Woman: “What’s ironic?”
Elaine: “This. That we’ve come all this way, we made all this progress, but, you know, we lost the little things, the niceties.”
Woman: “No, I mean, what does `ironic’ mean?”
Well, today after the Yankees victory parade, I overheard a man say this:
“I loved that – how they put Rivera in the last float. He’s the best closer ever and they put him the last float at the end of the parade. You know, it’s ironic.”
A closer closing out a parade to celebrate the World Series that he helped to win. This event is irony only in the most ironic sense.
The Cortlandt Street RW Station was wrecked up good on 9/11. For the past 8 years you’ve had to either get off at City Hall or at Rector Street, leaving a half mile gap between the stations. It looks like the grand reopening is edging nearer, as workers recently removed the wood shed covering up the street level entrances. They’re still blocked off to pedestrians, but they look nice.

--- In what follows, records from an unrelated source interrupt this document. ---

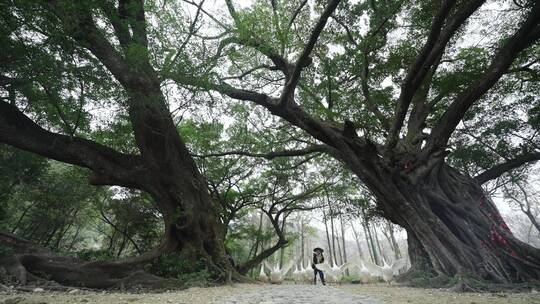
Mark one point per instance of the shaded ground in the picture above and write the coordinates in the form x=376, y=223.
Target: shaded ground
x=276, y=294
x=399, y=295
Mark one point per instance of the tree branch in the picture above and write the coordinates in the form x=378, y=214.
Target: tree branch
x=435, y=45
x=110, y=167
x=499, y=169
x=304, y=59
x=527, y=34
x=270, y=155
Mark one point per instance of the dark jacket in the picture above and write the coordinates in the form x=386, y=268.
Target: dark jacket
x=315, y=260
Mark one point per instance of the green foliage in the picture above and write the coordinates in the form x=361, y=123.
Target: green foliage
x=181, y=266
x=94, y=255
x=5, y=250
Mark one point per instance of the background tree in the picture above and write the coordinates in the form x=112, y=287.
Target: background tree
x=392, y=120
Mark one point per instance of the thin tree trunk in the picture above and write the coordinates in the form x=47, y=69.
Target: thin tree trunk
x=328, y=239
x=356, y=238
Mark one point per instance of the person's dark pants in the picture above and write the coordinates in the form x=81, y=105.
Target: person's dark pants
x=321, y=275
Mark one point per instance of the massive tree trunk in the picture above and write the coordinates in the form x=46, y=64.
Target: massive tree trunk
x=454, y=227
x=26, y=261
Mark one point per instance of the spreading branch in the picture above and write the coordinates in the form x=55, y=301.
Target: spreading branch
x=304, y=59
x=527, y=34
x=442, y=30
x=270, y=155
x=499, y=169
x=109, y=166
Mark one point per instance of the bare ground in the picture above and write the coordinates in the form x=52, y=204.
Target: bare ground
x=253, y=294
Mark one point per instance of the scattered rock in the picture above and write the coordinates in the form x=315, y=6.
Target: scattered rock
x=15, y=300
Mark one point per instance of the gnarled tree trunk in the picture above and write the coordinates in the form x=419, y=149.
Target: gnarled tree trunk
x=454, y=226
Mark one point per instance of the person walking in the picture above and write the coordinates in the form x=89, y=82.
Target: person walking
x=318, y=258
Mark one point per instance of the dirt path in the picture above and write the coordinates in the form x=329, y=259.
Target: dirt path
x=276, y=294
x=297, y=294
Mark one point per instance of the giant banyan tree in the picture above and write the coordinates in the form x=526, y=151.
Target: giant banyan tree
x=387, y=88
x=399, y=138
x=60, y=55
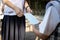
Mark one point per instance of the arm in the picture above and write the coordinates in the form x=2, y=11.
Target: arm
x=17, y=10
x=8, y=3
x=28, y=9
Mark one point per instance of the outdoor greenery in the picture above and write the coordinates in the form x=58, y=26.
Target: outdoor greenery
x=38, y=6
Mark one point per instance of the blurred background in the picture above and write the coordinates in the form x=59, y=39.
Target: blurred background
x=38, y=7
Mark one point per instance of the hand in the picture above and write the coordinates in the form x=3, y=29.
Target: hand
x=19, y=13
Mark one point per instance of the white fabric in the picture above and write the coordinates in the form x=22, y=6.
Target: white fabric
x=18, y=3
x=31, y=18
x=56, y=4
x=50, y=21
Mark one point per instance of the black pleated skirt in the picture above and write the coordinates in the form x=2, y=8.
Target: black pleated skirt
x=13, y=28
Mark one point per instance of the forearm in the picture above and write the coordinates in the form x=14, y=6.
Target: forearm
x=8, y=3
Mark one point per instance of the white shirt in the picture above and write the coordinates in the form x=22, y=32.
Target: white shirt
x=18, y=3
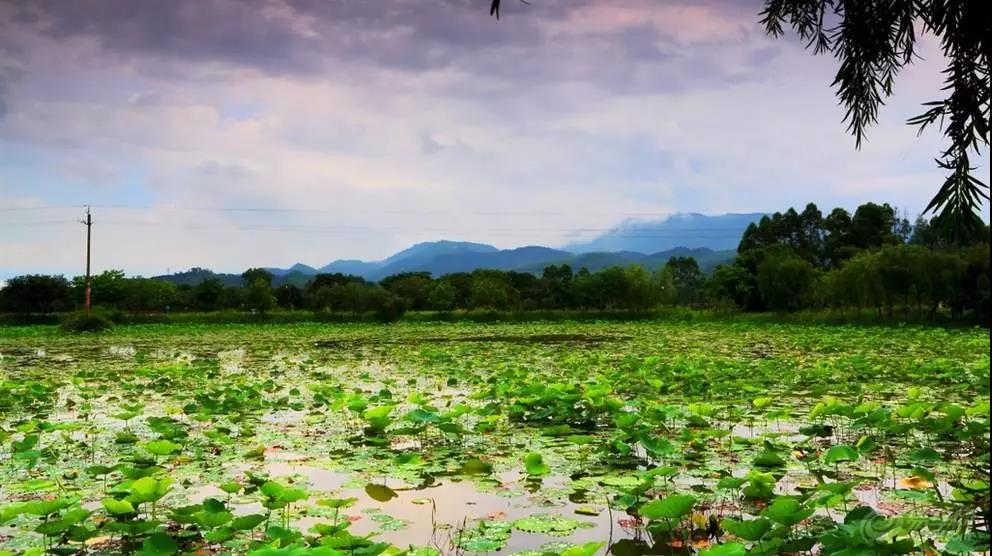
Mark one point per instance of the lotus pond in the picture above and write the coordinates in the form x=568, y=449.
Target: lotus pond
x=428, y=439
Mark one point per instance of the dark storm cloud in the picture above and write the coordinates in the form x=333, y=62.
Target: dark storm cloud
x=323, y=38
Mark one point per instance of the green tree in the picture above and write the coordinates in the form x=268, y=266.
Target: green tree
x=786, y=281
x=36, y=293
x=413, y=287
x=207, y=295
x=687, y=277
x=258, y=296
x=490, y=291
x=442, y=296
x=252, y=275
x=873, y=41
x=289, y=296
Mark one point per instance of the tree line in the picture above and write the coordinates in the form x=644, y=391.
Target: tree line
x=791, y=261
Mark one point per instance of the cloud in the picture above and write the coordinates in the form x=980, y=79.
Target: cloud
x=395, y=122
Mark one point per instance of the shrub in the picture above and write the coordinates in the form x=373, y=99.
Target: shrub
x=82, y=321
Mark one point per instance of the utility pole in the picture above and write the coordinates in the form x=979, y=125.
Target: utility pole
x=88, y=222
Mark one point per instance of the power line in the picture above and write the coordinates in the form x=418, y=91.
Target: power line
x=341, y=211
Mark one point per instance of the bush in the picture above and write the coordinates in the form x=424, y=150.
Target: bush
x=82, y=321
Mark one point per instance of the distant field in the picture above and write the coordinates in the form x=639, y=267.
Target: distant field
x=653, y=437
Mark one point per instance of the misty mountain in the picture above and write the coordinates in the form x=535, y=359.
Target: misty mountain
x=707, y=259
x=450, y=257
x=298, y=268
x=711, y=240
x=718, y=233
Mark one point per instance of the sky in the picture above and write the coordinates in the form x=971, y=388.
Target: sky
x=237, y=133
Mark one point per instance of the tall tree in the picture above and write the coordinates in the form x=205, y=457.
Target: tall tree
x=873, y=41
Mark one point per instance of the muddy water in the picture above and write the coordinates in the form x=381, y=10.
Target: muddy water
x=436, y=514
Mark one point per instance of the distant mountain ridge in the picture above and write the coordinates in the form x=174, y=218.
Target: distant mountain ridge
x=531, y=259
x=720, y=232
x=711, y=240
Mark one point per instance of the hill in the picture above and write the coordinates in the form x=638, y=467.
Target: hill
x=718, y=233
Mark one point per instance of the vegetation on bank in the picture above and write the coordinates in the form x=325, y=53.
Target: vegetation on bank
x=841, y=263
x=573, y=439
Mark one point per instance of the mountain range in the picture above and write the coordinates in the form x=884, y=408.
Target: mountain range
x=711, y=240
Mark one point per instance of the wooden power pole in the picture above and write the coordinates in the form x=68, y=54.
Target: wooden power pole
x=89, y=229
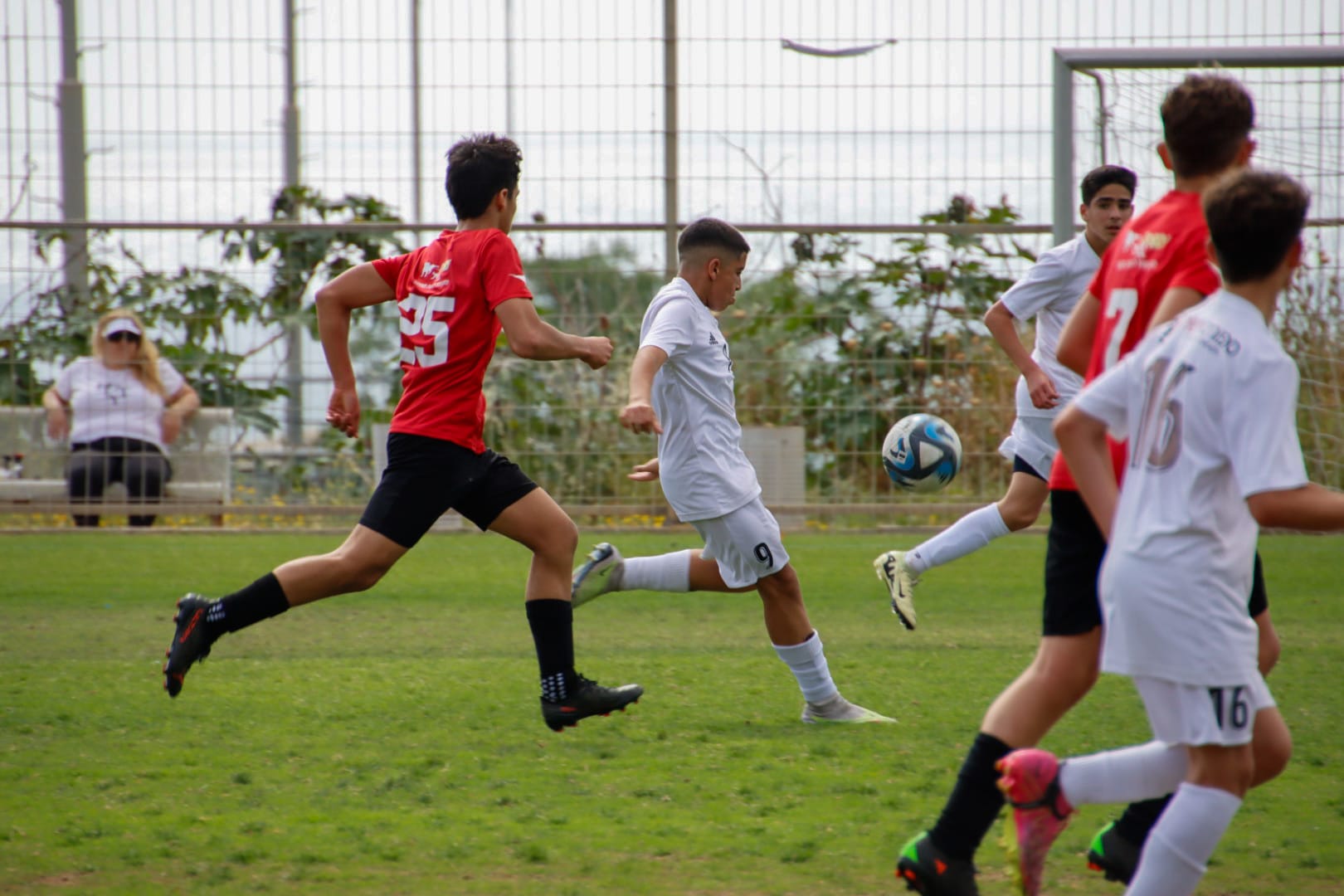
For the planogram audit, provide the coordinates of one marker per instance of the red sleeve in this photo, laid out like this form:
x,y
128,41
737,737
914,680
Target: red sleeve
x,y
390,268
502,271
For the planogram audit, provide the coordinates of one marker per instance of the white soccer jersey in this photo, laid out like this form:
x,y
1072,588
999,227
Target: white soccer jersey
x,y
1209,405
112,402
1049,293
702,466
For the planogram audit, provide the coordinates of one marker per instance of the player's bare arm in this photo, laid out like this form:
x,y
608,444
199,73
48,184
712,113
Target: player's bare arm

And here’s the green globe lit up with WTC7 (also rebuilt after 9/11) in the background.
In response to this post, we received a photograph of a long piece of dangling duct tape tasked with supporting the entire crumbling structure of the Broadway Nassau 456 stop.
Saw a family of German tourists. Two boys—maybe 8- and 10-years-old—got into a fight. The mom broke it up, and the 8-year-old starting protesting wildly, waving his arms, gesticulating madly, grunting, huffing, puffing, furious. I know he’s 8, but we’ve all seen clips of Hitler Youth, and there’s still something really terrifying about an angry German giving a speech in a public place.
-Submitted by Sam R., seen on the uptown 3 train.